Yes, it can be: From TFA:

Note that if you use our PPM code, or any bog-standard image library , that code isn't counted in the number of lines.

Re:PNG

[msparshatt]

The main page says

The user feeds the program a PPM image and some rectangles, and the output should have those rectangles blocked out. So it seems the input file has to be in PPM format, though you can use any image library to access the file.

Re:PNG

[djcapelis]

I'm honestly stunned to see this response. Are you really unable to tell the difference between an image format and an image library?

Did you even bother to think before posting?

Re:PNG

[flnca]

I've read TFA, but apparently skipped the section which said "The user feeds the program a PPM image". But that's no reason for you to act like you haven't completed kindergarden yet.

Re:PNG

[djcapelis]

Yes, clearly skipping the only relevant section of the original article and feeling no reservations in contradicting someone with the correct answer is an excellent excuse for spouting nonsense.

Am I not being terribly nice and warm? Absolutely.

Was I intoxicated a bit when I wrote my prior post? Probably.

Did you just make a post with incorrect information get moderated informative? Yes.

Should you expect people to tell you off when you make posts with blatantly incorrect information that end up being more visible than the posts that correct them? Yes.

Your post was junk, I called you on it, don't complain about the manner in which I did so.

I don't post terribly often. The fact that I bothered to a short brief message to set something straight quickly for the folks reading the comments who might be interested in this problem and ended up causing your post which was simply completely wrong is highly annoying. I wish you had only thought before you posted and then maybe people would be mislead.
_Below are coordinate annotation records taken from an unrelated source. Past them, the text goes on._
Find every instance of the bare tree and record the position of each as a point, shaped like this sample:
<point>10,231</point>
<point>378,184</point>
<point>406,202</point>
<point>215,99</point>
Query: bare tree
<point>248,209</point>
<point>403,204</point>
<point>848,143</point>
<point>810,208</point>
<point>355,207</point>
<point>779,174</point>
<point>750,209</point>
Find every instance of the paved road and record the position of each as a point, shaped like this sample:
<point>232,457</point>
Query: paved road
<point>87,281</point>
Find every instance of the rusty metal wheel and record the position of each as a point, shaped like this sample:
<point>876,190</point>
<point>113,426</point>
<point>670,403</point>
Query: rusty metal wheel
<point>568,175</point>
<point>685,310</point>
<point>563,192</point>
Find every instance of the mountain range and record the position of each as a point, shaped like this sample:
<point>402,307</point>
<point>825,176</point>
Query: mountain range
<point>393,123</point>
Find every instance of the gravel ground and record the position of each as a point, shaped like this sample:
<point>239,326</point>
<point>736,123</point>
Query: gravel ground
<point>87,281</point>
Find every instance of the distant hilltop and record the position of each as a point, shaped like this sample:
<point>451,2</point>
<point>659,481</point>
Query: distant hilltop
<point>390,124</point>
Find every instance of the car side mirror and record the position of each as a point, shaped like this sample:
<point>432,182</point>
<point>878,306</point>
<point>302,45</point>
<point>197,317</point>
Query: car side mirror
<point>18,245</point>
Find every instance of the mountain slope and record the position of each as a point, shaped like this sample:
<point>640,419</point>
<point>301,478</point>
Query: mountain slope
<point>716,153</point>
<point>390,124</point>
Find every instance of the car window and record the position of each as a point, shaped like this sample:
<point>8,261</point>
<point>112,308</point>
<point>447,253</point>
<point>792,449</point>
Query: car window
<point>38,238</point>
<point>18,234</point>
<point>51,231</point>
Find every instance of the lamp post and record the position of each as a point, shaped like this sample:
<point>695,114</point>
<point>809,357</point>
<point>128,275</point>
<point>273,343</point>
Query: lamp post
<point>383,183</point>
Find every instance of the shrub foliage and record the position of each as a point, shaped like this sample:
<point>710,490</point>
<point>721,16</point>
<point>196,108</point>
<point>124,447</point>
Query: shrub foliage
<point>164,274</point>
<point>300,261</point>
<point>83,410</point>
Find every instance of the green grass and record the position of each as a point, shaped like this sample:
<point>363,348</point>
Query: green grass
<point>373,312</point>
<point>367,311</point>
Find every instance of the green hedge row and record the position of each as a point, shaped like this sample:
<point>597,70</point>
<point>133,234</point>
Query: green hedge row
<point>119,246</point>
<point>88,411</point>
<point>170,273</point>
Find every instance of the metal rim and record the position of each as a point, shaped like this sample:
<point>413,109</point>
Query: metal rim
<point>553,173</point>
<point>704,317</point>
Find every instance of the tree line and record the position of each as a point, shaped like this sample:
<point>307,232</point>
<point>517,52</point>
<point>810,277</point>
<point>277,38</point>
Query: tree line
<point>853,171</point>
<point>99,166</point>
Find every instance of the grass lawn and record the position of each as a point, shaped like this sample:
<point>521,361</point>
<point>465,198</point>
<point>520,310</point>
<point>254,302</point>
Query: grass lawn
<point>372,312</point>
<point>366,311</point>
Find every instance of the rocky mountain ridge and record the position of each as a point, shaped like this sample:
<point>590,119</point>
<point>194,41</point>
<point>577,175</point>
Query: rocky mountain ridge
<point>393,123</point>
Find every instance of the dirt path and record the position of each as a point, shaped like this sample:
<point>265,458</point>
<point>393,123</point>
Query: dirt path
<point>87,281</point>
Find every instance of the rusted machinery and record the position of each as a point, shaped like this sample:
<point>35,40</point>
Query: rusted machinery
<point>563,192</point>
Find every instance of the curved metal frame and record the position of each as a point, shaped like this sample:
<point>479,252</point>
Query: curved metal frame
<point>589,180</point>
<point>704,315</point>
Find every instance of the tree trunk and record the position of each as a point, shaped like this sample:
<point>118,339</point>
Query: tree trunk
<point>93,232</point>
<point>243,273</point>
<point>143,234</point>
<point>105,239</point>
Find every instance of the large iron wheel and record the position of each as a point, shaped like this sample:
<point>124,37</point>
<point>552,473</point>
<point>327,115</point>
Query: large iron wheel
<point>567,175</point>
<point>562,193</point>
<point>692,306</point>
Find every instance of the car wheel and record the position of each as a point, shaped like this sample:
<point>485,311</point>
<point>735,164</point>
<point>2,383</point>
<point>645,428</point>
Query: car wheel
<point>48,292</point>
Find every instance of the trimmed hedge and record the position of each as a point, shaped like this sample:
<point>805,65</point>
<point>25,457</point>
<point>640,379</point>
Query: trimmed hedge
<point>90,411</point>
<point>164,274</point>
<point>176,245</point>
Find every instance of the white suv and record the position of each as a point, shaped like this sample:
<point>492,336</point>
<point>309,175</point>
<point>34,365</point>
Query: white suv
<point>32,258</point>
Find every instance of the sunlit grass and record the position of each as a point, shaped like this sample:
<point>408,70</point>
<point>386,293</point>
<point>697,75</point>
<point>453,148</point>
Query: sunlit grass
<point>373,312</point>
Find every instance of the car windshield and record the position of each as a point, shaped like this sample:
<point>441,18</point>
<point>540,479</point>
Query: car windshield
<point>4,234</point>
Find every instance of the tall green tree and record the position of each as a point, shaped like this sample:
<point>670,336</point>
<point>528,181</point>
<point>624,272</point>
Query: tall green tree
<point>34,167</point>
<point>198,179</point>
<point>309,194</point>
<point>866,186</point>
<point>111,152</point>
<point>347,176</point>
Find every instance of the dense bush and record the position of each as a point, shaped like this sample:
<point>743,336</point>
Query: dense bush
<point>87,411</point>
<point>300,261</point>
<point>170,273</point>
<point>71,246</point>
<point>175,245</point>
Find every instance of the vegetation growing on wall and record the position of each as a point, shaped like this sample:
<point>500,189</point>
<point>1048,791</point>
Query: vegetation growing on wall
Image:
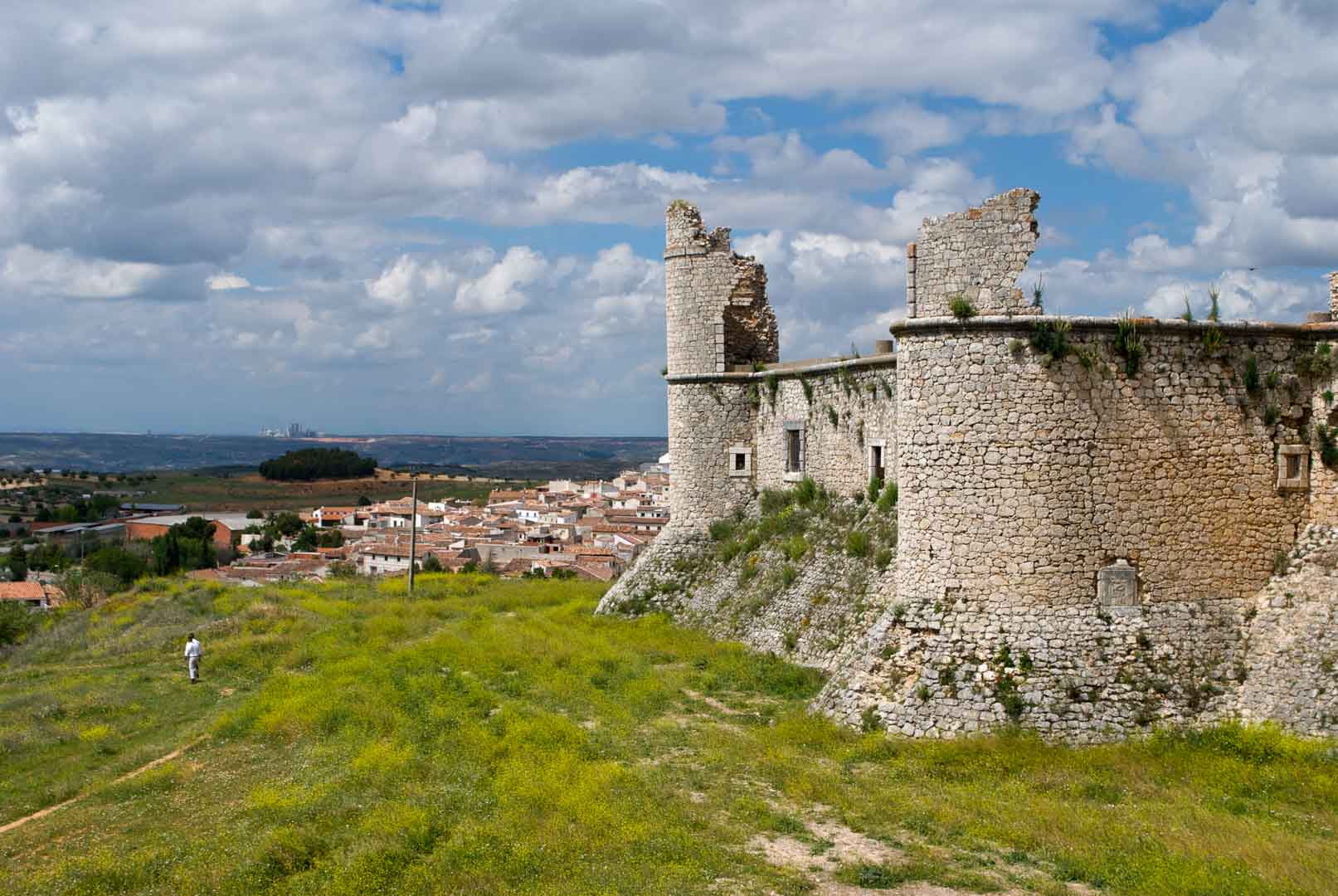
<point>767,554</point>
<point>1051,340</point>
<point>1128,344</point>
<point>961,308</point>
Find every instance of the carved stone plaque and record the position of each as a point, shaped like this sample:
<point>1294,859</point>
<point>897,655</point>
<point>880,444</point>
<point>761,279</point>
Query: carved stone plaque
<point>1117,587</point>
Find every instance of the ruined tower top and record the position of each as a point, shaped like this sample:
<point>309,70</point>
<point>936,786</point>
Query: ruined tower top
<point>977,256</point>
<point>715,299</point>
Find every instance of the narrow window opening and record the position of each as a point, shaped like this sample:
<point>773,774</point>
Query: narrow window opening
<point>794,463</point>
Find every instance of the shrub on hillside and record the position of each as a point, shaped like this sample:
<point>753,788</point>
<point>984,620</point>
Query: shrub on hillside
<point>318,463</point>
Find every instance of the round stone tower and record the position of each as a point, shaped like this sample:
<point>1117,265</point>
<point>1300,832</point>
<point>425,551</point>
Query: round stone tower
<point>715,301</point>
It's because of posters like you that we can't have a good conversation here on slashdot. Please strive to ensure your posts are more factual in the future.

Re:PNG

[flnca]

Well, my post was corrected by msparshatt already, yours came almost 21 hours later. I certainly did not willfully post incorrect information. At the time I wrote it, I was 100% convinced I was right, otherwise I would not have posted it. Perhaps you should abstain from posting when you're drunk. And stop insulting people, it's not a sign of good manners (not that I had any). ;-)

Re:PNG

[djcapelis]

Oh no, did I hurt your feelings?

I'll stop accurate information drunk if you stop posting inaccurate information sober. :)

Re:PNG

[flnca]

Well, let's see if that's possible! And no, you certainly didn't hurt my feelings. The tumbleweeds are already running through that story, more or less, I doubt we'll get any more audience tomorrow for proper mud-slinging! ;-)

Re:PNG

[djcapelis]

I've never needed an audience to be an ass. :)

Apologies.

Re:PNG

[flnca]

p.s.: That's one of the curious things about ./, that only a few hours after a story is on the front page, the flow of responses already dies down. You can almost predict when a story will not be read anymore. It's very strange. I don't make an effort to post very often, so you don't have to fear too many inaccuracies! ;-) BTW, since you have been a member much longer than I am (from your user number), what's the demography of ./ users? Are they mostly college students?

Re:PNG

[flnca]

Taken! :-)

Re:PNG

[djcapelis]

Not at all. Though certainly students comprise a portion of the readership I think most of it is usually technical people reading during downtime at work. (For, as the stereotype goes, various definitions of downtime.)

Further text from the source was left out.